It used to be Bonfire Night, now it seems it's more like Fireworks Week. A steady splattering of noise explosions, randomly fired in all directions by kids barely old enough to hold them. This year there were two gangs of shooters on both sides, so rather than hide on the boat, sitting targets, we went out to stroll the hood and see what was cooking.
Across the way it looked like there was a proper display going on in the park up the hill, so we trundled off up there only to find a few kids running around with lit rockets in their bare hands, so we abandoned that idea and headed back towards Kings Cross. On the other side of the bridge there seemed to be a relatively organised session of shooters and a handful of people watching along the bridge. Cars seem to have the biggest fright, driving along, not knowing where the next bang will come from, I'm amazed they don't swerve across the road.
We ended up in Kings Cross Place and bumped into one of Jam's friends and chatted about various things from the Eskimo throat music concert he was about to see to cycling across to Portugal for the Boom psychedelic music festival.
Such a relaxed place to hang out, we almost forgot it was Fireworks Week but finding remnants of burnt out rockets in our letterbox on our return home duly bought it all back down to earth. Glad to have survived day one of Fireworks Week relatively unscathed, we huddled down for a cracking good night's sleep.
Friday, 6 November 2009
Sunday, 1 November 2009
Dressing Up
Last year Jam and I dressed up as a 'What is it' for Halloween. We were originally a bug of sorts. We'd cut two head-sized holes into a double duvet, dyed it black, although we didn't have quite enough dye and so it didn't take properly and came out a dirty grey, stitched straggly bits of black wool randomly onto it, attached some shiny black material to the lower half of it to represent our stomach, painted our faces blue for the eyes, had one arm hole each and wore black stripy tights – it was a frightful concoction and people were completely baffled and amused by it as we walked down the street and got on the tube.
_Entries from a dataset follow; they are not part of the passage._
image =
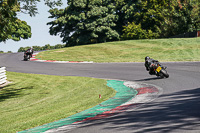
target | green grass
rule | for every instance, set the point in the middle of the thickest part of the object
(32, 100)
(182, 49)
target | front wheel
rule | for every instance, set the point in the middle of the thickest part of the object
(164, 72)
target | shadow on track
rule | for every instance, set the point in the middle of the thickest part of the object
(178, 111)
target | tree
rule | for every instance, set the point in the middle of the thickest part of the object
(13, 28)
(179, 18)
(84, 21)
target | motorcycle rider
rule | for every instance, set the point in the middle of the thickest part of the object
(150, 64)
(29, 51)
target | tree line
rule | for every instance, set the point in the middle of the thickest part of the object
(95, 21)
(41, 48)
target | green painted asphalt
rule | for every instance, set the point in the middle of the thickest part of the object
(124, 94)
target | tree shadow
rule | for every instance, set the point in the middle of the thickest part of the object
(10, 92)
(173, 113)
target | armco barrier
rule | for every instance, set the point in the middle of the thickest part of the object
(3, 78)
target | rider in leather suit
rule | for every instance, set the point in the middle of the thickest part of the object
(150, 64)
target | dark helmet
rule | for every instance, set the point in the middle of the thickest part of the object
(147, 58)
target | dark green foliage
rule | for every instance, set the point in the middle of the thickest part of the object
(13, 28)
(84, 22)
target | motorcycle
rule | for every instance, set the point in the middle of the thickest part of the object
(26, 56)
(160, 71)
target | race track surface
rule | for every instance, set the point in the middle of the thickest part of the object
(176, 110)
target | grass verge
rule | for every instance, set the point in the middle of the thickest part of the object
(180, 49)
(32, 100)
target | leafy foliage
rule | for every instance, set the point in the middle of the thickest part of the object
(84, 22)
(40, 48)
(13, 28)
(133, 31)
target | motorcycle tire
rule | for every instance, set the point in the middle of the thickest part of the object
(164, 72)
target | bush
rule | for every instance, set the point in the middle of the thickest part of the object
(133, 31)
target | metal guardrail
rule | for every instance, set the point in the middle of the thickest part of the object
(3, 77)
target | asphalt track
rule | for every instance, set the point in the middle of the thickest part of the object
(176, 110)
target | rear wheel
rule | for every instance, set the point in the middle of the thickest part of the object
(164, 72)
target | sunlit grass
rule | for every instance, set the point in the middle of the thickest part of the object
(182, 49)
(32, 100)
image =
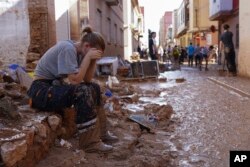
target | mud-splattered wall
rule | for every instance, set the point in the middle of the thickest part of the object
(42, 28)
(14, 32)
(244, 49)
(27, 30)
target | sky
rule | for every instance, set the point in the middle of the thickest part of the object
(154, 10)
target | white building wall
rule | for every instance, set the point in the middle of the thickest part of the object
(244, 50)
(14, 32)
(128, 46)
(62, 20)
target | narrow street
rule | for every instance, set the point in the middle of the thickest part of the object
(124, 83)
(208, 121)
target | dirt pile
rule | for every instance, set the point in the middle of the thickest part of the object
(28, 136)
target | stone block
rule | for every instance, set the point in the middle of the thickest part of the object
(11, 153)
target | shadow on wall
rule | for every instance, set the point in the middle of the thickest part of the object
(14, 32)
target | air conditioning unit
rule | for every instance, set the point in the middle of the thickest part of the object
(112, 2)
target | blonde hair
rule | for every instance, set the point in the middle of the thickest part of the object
(95, 39)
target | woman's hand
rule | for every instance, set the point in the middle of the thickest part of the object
(94, 54)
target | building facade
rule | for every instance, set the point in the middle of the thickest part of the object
(27, 30)
(104, 16)
(133, 26)
(165, 23)
(33, 26)
(226, 12)
(183, 24)
(200, 27)
(244, 49)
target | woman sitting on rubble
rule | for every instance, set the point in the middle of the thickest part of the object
(75, 62)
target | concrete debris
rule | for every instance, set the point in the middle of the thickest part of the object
(13, 152)
(8, 109)
(40, 130)
(180, 80)
(65, 144)
(54, 122)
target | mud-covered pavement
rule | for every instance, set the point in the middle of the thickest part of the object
(208, 121)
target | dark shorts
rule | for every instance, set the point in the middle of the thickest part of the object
(153, 56)
(84, 98)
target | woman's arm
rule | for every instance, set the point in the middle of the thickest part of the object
(77, 78)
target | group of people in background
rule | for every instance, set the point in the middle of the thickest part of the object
(177, 55)
(196, 53)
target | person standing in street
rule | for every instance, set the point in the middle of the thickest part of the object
(204, 52)
(191, 51)
(197, 54)
(176, 55)
(152, 46)
(227, 45)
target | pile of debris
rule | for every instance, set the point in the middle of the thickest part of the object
(27, 135)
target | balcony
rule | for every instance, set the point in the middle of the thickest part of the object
(112, 2)
(220, 9)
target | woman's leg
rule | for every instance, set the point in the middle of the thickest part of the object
(91, 121)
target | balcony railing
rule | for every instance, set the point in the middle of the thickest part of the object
(220, 9)
(112, 2)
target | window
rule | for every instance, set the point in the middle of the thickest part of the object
(115, 33)
(121, 36)
(109, 31)
(98, 21)
(120, 4)
(237, 36)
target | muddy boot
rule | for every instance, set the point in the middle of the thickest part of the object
(99, 147)
(109, 137)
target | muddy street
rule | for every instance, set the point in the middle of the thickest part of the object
(208, 121)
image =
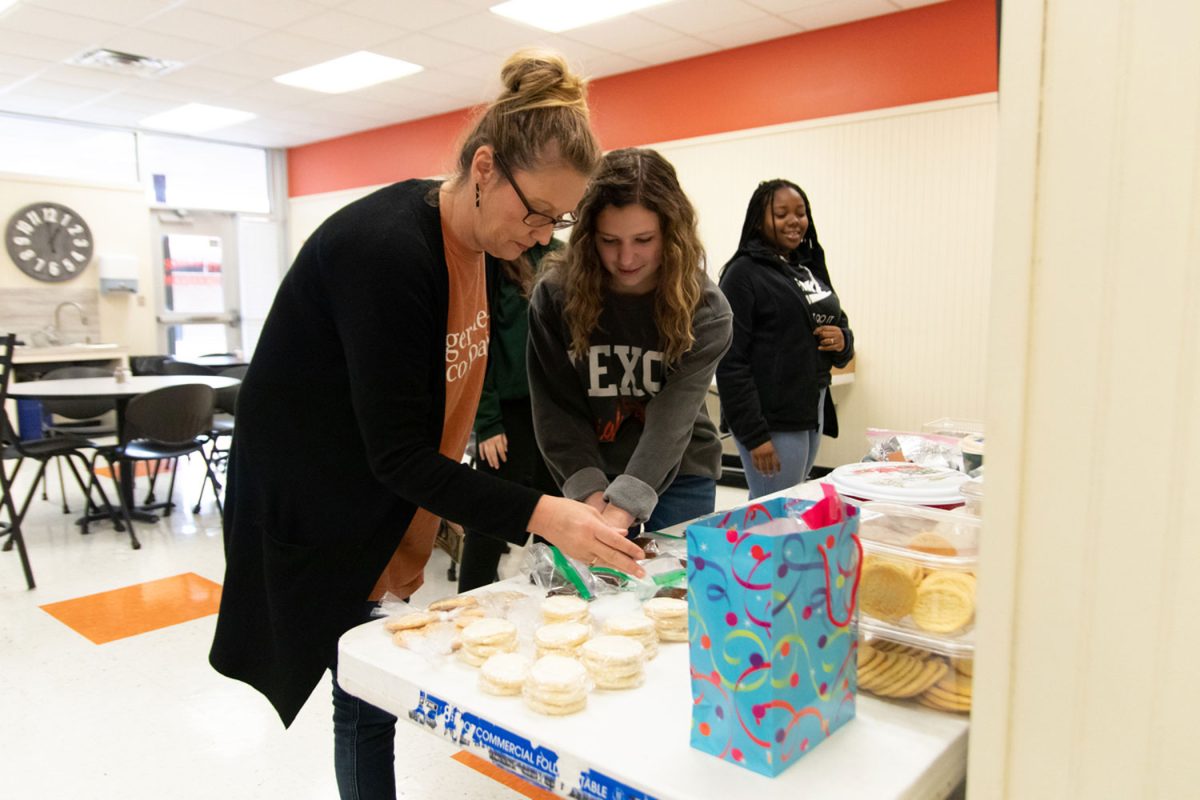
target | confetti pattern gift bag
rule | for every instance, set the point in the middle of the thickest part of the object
(773, 643)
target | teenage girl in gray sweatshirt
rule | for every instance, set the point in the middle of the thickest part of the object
(625, 332)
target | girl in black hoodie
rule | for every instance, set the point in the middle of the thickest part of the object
(789, 330)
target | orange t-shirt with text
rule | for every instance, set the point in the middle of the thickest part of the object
(466, 353)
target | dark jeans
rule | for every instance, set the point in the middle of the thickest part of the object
(364, 744)
(480, 552)
(687, 498)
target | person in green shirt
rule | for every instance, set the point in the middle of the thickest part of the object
(507, 446)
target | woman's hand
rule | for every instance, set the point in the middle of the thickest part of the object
(617, 516)
(597, 501)
(765, 458)
(831, 338)
(579, 530)
(495, 450)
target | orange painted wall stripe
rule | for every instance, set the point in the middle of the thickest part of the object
(947, 49)
(501, 776)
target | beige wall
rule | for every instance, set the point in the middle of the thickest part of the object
(119, 220)
(903, 200)
(1087, 632)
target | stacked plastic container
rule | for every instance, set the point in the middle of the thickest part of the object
(917, 605)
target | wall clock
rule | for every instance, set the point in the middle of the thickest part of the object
(48, 241)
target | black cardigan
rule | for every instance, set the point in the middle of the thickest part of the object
(339, 422)
(772, 377)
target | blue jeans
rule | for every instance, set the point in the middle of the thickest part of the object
(797, 452)
(687, 498)
(364, 745)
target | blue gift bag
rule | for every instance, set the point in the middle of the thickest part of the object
(772, 632)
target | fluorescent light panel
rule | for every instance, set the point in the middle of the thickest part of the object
(349, 72)
(557, 16)
(196, 118)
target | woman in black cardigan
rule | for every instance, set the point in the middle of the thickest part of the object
(342, 411)
(789, 330)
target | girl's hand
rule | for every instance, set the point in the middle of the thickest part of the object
(831, 338)
(495, 450)
(765, 458)
(579, 530)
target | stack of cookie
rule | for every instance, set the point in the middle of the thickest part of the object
(636, 626)
(485, 638)
(615, 661)
(939, 601)
(417, 629)
(564, 608)
(905, 672)
(670, 617)
(504, 673)
(556, 685)
(561, 638)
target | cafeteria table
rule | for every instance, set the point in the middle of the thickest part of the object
(634, 744)
(120, 392)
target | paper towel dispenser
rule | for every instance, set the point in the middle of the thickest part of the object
(118, 274)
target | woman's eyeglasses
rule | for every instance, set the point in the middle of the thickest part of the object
(534, 218)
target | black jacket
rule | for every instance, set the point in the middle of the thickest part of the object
(772, 377)
(339, 425)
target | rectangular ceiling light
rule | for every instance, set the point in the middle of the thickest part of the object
(557, 16)
(196, 118)
(349, 72)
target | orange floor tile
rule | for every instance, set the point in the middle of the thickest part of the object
(501, 776)
(121, 613)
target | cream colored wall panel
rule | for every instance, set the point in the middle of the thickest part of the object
(903, 202)
(1096, 481)
(117, 215)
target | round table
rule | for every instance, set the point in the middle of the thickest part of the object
(120, 392)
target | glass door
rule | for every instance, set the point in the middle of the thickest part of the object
(197, 277)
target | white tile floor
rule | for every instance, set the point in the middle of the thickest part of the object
(145, 716)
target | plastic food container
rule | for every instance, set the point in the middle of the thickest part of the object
(923, 671)
(949, 426)
(972, 494)
(918, 571)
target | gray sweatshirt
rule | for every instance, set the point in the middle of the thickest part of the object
(621, 411)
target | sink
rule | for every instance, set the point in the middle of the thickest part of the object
(58, 349)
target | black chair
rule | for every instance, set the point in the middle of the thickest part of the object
(162, 425)
(79, 416)
(12, 449)
(147, 365)
(222, 425)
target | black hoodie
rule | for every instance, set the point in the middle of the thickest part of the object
(772, 377)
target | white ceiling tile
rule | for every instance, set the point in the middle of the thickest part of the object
(622, 35)
(94, 77)
(156, 46)
(756, 30)
(240, 62)
(267, 13)
(19, 101)
(837, 12)
(121, 12)
(695, 16)
(40, 48)
(203, 26)
(427, 50)
(192, 77)
(600, 65)
(55, 24)
(673, 50)
(409, 14)
(300, 50)
(490, 32)
(22, 65)
(784, 6)
(348, 30)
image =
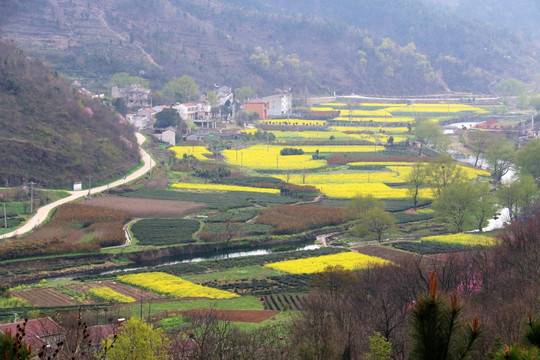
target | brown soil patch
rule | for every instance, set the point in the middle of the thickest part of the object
(383, 252)
(146, 207)
(137, 294)
(45, 296)
(249, 316)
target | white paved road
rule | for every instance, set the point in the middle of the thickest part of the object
(43, 212)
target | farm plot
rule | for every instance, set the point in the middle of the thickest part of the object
(135, 293)
(288, 283)
(45, 296)
(235, 199)
(173, 286)
(249, 316)
(382, 252)
(282, 302)
(160, 232)
(349, 260)
(141, 207)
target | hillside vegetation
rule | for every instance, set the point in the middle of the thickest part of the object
(51, 134)
(391, 47)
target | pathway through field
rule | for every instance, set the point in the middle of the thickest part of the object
(43, 212)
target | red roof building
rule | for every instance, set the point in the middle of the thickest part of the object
(259, 106)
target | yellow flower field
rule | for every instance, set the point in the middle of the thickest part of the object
(462, 239)
(377, 137)
(107, 294)
(393, 130)
(300, 122)
(263, 157)
(249, 131)
(323, 135)
(387, 119)
(173, 286)
(382, 105)
(349, 260)
(350, 178)
(322, 108)
(224, 188)
(268, 157)
(378, 190)
(440, 108)
(196, 151)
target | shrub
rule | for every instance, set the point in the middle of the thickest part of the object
(291, 151)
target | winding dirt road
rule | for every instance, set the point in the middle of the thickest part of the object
(43, 212)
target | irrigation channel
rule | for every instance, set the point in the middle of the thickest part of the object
(220, 256)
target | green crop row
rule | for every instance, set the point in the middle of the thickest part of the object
(160, 232)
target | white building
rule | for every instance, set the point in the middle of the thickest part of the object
(280, 104)
(167, 135)
(134, 95)
(138, 121)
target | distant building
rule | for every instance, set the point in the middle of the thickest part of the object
(38, 332)
(138, 121)
(259, 106)
(134, 96)
(199, 114)
(187, 111)
(148, 113)
(167, 135)
(279, 105)
(224, 93)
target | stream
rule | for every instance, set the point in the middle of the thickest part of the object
(214, 257)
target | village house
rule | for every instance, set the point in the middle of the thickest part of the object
(38, 332)
(279, 105)
(138, 121)
(200, 114)
(259, 106)
(187, 111)
(224, 94)
(167, 135)
(148, 113)
(134, 95)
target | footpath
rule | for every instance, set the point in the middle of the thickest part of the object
(43, 212)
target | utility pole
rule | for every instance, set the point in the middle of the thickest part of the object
(89, 185)
(32, 196)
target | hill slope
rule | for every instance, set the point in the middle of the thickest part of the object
(392, 47)
(51, 134)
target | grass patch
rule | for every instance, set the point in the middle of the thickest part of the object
(160, 232)
(234, 199)
(246, 272)
(239, 303)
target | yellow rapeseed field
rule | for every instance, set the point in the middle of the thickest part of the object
(388, 105)
(440, 108)
(321, 135)
(333, 104)
(393, 130)
(196, 151)
(349, 260)
(107, 294)
(379, 119)
(462, 239)
(173, 286)
(268, 157)
(219, 187)
(292, 122)
(249, 131)
(263, 157)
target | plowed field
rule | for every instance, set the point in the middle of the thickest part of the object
(145, 207)
(46, 296)
(127, 290)
(250, 316)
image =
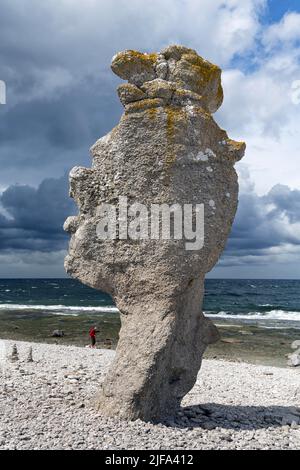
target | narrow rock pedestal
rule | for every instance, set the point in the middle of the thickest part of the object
(167, 149)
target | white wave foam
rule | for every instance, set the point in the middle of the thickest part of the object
(271, 315)
(58, 308)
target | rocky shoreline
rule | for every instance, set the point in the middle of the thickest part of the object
(49, 404)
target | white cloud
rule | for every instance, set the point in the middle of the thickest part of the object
(285, 31)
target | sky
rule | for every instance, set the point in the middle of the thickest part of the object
(61, 97)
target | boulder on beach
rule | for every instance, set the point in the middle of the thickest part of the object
(167, 151)
(58, 334)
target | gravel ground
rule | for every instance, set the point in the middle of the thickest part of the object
(48, 404)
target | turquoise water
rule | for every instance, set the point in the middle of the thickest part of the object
(271, 303)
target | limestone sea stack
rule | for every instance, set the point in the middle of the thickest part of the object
(167, 149)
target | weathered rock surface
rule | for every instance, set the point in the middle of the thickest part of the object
(167, 148)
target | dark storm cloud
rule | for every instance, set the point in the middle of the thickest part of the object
(264, 224)
(35, 216)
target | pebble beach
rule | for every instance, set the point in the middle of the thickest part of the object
(50, 404)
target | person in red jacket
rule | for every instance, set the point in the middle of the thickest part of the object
(92, 334)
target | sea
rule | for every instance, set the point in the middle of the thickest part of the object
(267, 303)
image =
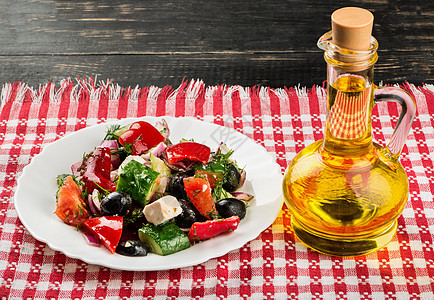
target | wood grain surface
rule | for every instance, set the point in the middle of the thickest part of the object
(270, 43)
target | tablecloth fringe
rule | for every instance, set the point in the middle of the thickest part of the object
(94, 90)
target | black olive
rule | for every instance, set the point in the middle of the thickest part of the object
(116, 204)
(175, 186)
(231, 181)
(229, 207)
(188, 216)
(132, 248)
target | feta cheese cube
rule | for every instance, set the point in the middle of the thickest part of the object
(162, 210)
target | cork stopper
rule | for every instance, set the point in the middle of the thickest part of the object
(352, 28)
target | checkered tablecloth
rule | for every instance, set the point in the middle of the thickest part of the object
(275, 264)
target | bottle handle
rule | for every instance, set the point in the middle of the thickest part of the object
(408, 112)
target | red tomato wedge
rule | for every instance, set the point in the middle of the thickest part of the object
(107, 229)
(199, 191)
(200, 231)
(188, 150)
(142, 136)
(70, 206)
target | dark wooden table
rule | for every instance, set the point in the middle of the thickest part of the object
(271, 43)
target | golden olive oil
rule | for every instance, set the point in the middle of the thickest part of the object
(345, 192)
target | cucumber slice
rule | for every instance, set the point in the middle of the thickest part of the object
(139, 181)
(164, 239)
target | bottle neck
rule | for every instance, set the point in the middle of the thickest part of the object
(349, 105)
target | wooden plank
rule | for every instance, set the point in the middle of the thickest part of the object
(143, 27)
(242, 69)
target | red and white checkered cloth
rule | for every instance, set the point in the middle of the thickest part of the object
(275, 264)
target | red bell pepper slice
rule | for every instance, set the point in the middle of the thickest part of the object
(108, 229)
(188, 150)
(205, 230)
(142, 136)
(199, 192)
(95, 170)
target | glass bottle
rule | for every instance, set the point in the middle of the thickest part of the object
(345, 192)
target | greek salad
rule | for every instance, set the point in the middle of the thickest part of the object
(138, 192)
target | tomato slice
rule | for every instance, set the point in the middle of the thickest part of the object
(199, 191)
(200, 231)
(142, 136)
(188, 150)
(108, 229)
(70, 206)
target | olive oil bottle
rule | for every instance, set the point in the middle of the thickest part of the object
(345, 192)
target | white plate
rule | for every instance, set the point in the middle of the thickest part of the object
(35, 195)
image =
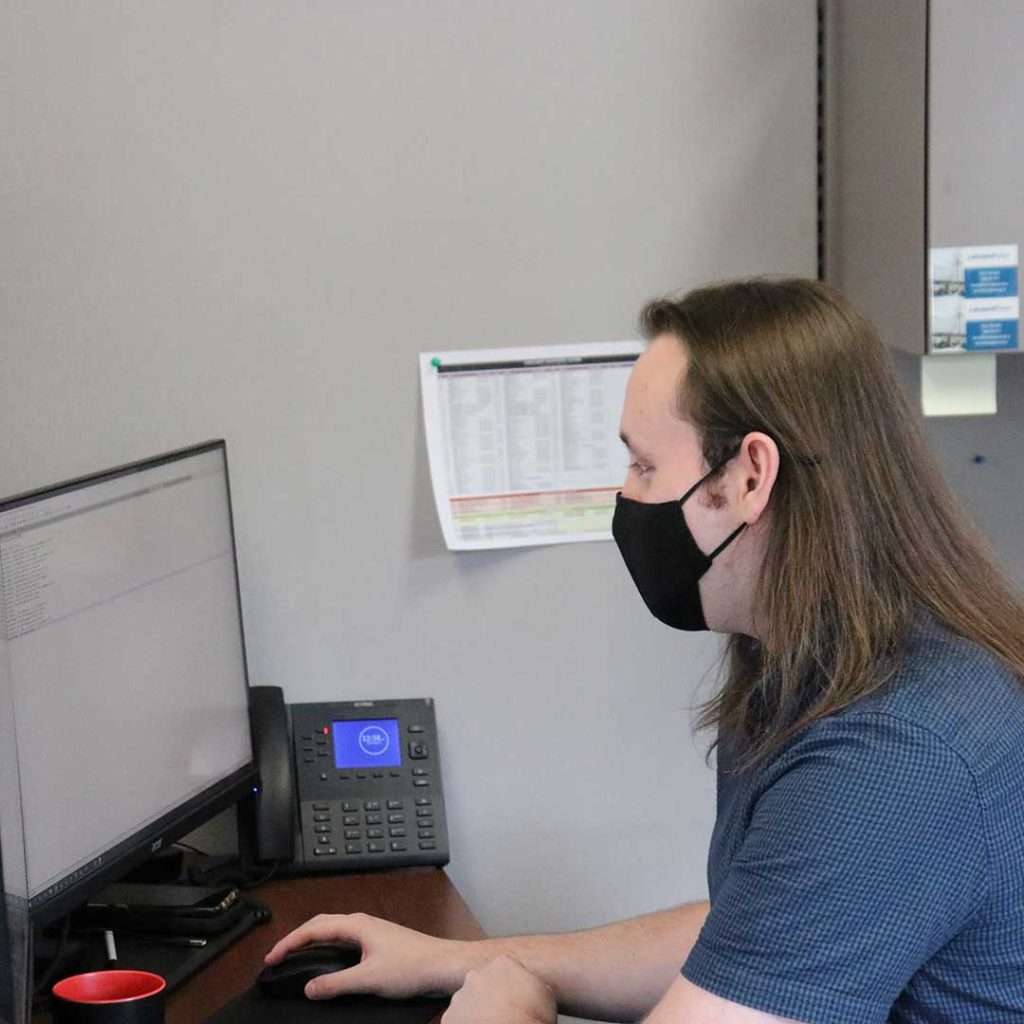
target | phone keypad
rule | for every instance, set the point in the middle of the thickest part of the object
(364, 832)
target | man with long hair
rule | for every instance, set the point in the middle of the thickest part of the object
(867, 858)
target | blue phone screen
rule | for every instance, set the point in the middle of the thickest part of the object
(367, 743)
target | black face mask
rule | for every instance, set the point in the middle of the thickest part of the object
(663, 557)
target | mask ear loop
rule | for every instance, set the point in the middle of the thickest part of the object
(732, 455)
(728, 541)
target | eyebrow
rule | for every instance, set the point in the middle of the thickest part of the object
(632, 444)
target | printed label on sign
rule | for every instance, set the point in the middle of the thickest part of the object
(975, 299)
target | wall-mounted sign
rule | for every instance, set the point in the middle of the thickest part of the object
(975, 299)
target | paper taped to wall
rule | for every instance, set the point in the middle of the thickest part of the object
(523, 442)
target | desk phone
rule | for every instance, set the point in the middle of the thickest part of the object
(347, 785)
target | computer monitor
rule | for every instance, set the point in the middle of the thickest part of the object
(122, 649)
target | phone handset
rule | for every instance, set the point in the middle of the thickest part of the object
(274, 826)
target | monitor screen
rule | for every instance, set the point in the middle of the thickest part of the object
(121, 646)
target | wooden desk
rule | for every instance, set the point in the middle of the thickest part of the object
(420, 898)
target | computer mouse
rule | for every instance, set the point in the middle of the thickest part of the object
(287, 980)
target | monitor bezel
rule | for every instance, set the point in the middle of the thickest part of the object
(76, 887)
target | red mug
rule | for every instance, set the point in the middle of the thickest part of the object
(110, 997)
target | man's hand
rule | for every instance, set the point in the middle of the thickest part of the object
(502, 992)
(397, 963)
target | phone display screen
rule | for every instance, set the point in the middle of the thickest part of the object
(367, 743)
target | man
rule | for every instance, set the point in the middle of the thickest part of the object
(867, 859)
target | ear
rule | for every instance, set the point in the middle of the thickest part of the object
(757, 468)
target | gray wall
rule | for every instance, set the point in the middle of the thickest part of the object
(247, 218)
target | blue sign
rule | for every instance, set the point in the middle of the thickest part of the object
(367, 743)
(985, 336)
(989, 282)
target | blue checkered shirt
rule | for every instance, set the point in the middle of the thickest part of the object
(872, 869)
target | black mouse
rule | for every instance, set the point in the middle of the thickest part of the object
(288, 979)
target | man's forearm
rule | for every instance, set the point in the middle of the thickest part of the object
(614, 973)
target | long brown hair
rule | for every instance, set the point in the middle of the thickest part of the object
(863, 528)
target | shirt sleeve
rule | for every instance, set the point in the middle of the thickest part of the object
(863, 854)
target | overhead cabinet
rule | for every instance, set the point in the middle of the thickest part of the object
(924, 169)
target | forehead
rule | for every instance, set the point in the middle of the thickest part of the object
(652, 392)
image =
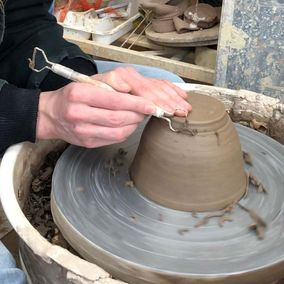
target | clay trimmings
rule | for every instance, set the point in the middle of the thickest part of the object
(177, 15)
(203, 171)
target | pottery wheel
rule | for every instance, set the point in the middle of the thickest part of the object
(133, 238)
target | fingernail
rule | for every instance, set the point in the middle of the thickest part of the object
(168, 108)
(150, 109)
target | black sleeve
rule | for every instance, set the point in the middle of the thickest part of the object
(18, 115)
(29, 24)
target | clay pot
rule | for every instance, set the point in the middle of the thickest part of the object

'What is it?' we heard, a few too many times, and when someone plucked up the courage to ask us, we said in strange bug-like voices, 'We're a What-is-it!'
We were joined together, all night, at an all night party in our friends ubercool factory space, that they had done up with a web of string and ghoulish things hanging from it. They all nearly died of laughter when we turned up, which was the desired effect, sort of, well, we'd come to expect that after the tube journey and we had a fantastic night, although we had to get away from each other towards the end of the night, which entailed me running away to the graveyard crying, drunk, upset by something Jam had inadvertently said, meeting a stranger there who consoled me and told me I should go back and that everything would be all right and my partner would probably be worried and looking for me, which surely isn't meant to happen in a graveyard in the middle of the night when a man meets a distressed girl, half dressed, or rather half not dressed up, but it did happen like that and I went back, much to the relief of Jam and everyone else.
So this year, we thought we'd try something a bit more separable, but still on the together theme, seeing as though we'd been married since the last year's party. I wanted to go as a fly caught in a spider's web, with Jam being the spider. He thought we should go as 'Zomberina's' and borrow a friends all-in-one shiny suit and make skates out of foam to hang on our shoulders. Not a bad idea, although, borrowing the shiny Lycra suit on second thoughts would probably not have been so tasty! We had quite a lazy day on the Saturday and didn't manage to find any suitable dancer outfits, so we opted for the spider and fly outfit instead.
A fellow boater from the next mooring along had come down our way to paint his boat red, we know the chap quite well and offered him and his friends soup and cheesecake after he'd finished. He moored up alongside our boat and we all sat and ate soup and cheesecake as dusk began to fall. We told them of our outfit dilemmas and ran through our final choice, Jules said it was all about the eyes and we needed to make big bug eyes. Time was also of the essence and I pulled out a pair of green glasses which he then proceeded to draw gold honeycomb patterns on to create the bug eyes.
It worked a treat. I dressed all in green, wrapped myself in grey wool, with a knitted-on-large-needles wool band around the head, hair in two buns with twigs of rosemary sticking out of them and attached myself to a large spider's web, which I had crocheted onto a hula hoop, attaching a mummified skeleton and bat!
Even more hilarity on the tube ensued, this time people saying 'oh you're a dream-catcher', then spying the spider and saying 'ahhh I get it now!'
We went to two parties that night, the first, a birthday party in Richmond and the other, the same factory in Bow as last year, opposite sides of the district line, so a long time was spent on the tube, in which lots of people came and spoke with us, admired our costumes and even asked for photos! I wonder how we will top that idea next year?